I can’t answer any of these questions because my memory of the book is so incredibly vague, I can’t figure out what it was. I suspect many of us harbor unfulfilled book quests.
For a few years I was employed at Barnes & Noble as a bookseller. Occasionally a customer would approach the information desk with an apologetic yet determined expression.
“Excuse me, I am looking for a book.”
“I would be happy to help you find your book.” I would professionally let my fingers hover over the keyboard of my search-engine equipped computer while maintaining polite eye contact. “What is the title?”
“I’m not sure, but I think it has the word duck in it.”

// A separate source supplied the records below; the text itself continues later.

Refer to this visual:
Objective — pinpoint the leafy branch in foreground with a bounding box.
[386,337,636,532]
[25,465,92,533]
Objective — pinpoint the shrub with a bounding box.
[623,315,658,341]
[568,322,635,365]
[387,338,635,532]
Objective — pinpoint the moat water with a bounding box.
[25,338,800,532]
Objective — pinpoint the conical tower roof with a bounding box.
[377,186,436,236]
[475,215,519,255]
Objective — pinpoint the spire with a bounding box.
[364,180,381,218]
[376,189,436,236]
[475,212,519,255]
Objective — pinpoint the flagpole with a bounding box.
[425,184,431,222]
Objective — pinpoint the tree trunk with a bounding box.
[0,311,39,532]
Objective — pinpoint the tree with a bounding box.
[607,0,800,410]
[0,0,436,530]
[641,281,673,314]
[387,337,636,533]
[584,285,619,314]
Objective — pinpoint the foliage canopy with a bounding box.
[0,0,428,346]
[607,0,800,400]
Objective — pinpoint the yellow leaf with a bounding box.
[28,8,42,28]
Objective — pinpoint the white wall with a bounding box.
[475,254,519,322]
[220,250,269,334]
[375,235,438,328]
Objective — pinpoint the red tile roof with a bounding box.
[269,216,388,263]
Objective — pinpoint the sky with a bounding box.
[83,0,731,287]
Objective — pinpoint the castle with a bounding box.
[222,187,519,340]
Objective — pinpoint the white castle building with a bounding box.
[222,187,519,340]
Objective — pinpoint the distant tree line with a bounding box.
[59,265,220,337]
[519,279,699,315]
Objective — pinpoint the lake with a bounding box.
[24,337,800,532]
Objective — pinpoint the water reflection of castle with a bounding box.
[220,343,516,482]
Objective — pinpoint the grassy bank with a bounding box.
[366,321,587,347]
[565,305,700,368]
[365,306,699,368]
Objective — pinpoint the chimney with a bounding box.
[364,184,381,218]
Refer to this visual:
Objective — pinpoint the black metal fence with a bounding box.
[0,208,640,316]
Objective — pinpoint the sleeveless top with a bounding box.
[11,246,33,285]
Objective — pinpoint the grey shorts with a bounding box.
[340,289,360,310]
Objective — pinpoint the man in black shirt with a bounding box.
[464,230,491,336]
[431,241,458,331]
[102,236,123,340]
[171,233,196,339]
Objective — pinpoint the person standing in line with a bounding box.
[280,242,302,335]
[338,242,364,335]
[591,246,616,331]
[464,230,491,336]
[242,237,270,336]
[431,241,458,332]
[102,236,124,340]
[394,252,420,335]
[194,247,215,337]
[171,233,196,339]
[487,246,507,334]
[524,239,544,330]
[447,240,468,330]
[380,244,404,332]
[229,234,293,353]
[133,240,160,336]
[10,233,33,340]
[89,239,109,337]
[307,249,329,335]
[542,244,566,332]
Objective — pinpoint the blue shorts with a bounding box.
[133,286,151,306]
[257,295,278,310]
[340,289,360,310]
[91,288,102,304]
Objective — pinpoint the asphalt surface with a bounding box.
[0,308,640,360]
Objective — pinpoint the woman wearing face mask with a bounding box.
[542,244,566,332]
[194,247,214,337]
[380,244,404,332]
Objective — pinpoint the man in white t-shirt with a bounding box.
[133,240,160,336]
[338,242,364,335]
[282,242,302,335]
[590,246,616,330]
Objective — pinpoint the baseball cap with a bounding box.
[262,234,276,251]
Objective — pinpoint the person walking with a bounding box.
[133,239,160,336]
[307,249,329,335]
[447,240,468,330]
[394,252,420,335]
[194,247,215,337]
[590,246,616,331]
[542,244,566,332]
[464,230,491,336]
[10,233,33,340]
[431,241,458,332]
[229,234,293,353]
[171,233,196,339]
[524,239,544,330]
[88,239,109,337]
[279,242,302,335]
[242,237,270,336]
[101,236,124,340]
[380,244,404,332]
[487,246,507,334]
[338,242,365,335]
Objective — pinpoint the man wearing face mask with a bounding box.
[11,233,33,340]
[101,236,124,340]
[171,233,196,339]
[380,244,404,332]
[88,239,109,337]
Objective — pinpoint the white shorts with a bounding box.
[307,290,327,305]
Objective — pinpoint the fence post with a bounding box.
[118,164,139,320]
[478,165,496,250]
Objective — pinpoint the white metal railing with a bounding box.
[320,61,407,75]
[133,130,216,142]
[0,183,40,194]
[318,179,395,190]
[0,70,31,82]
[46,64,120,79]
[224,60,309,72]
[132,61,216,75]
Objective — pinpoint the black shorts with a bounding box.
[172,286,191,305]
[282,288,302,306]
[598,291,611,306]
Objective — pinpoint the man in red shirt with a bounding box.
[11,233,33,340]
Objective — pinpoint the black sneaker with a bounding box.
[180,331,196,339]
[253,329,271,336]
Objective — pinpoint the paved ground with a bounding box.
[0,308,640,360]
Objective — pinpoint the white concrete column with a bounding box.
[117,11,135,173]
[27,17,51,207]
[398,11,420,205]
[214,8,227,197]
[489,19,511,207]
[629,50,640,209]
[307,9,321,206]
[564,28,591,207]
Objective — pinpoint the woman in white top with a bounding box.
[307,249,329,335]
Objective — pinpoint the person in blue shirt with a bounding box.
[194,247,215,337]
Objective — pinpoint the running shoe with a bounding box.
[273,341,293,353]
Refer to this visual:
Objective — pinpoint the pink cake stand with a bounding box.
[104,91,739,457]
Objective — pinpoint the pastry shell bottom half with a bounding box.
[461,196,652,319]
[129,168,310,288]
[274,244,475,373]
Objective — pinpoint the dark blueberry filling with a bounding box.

“Is it a children’s book?”
“Well, I read it several years ago, but I’m pretty sure it was an adult book; maybe science fantasy, or possibly a collection of poems.”
“Do you remember the author?”
“No,” my customer would admit, but then looking suddenly excited would add, “but I’m pretty sure the cover was yellow. And maybe it was a paperback..”
I would go through the few small actions I could take to try to find the mysterious book already knowing I would fail.
I also already knew why the customer was searching. They were seeking meaningful literature from their own personal histories.
Stories give us a chance to see and think about things in new ways, and in the best circumstances, they allow us to think about ourselves in new ways. And sometimes, some few resonating books that we happen upon at exactly our own personal most open-minded moments can be direction changing.
Words presented in just the right combination and cadence, in exactly the right setting at the perfect moment of open-minded thought have the power to help us unexpectedly learn and grow in new ways.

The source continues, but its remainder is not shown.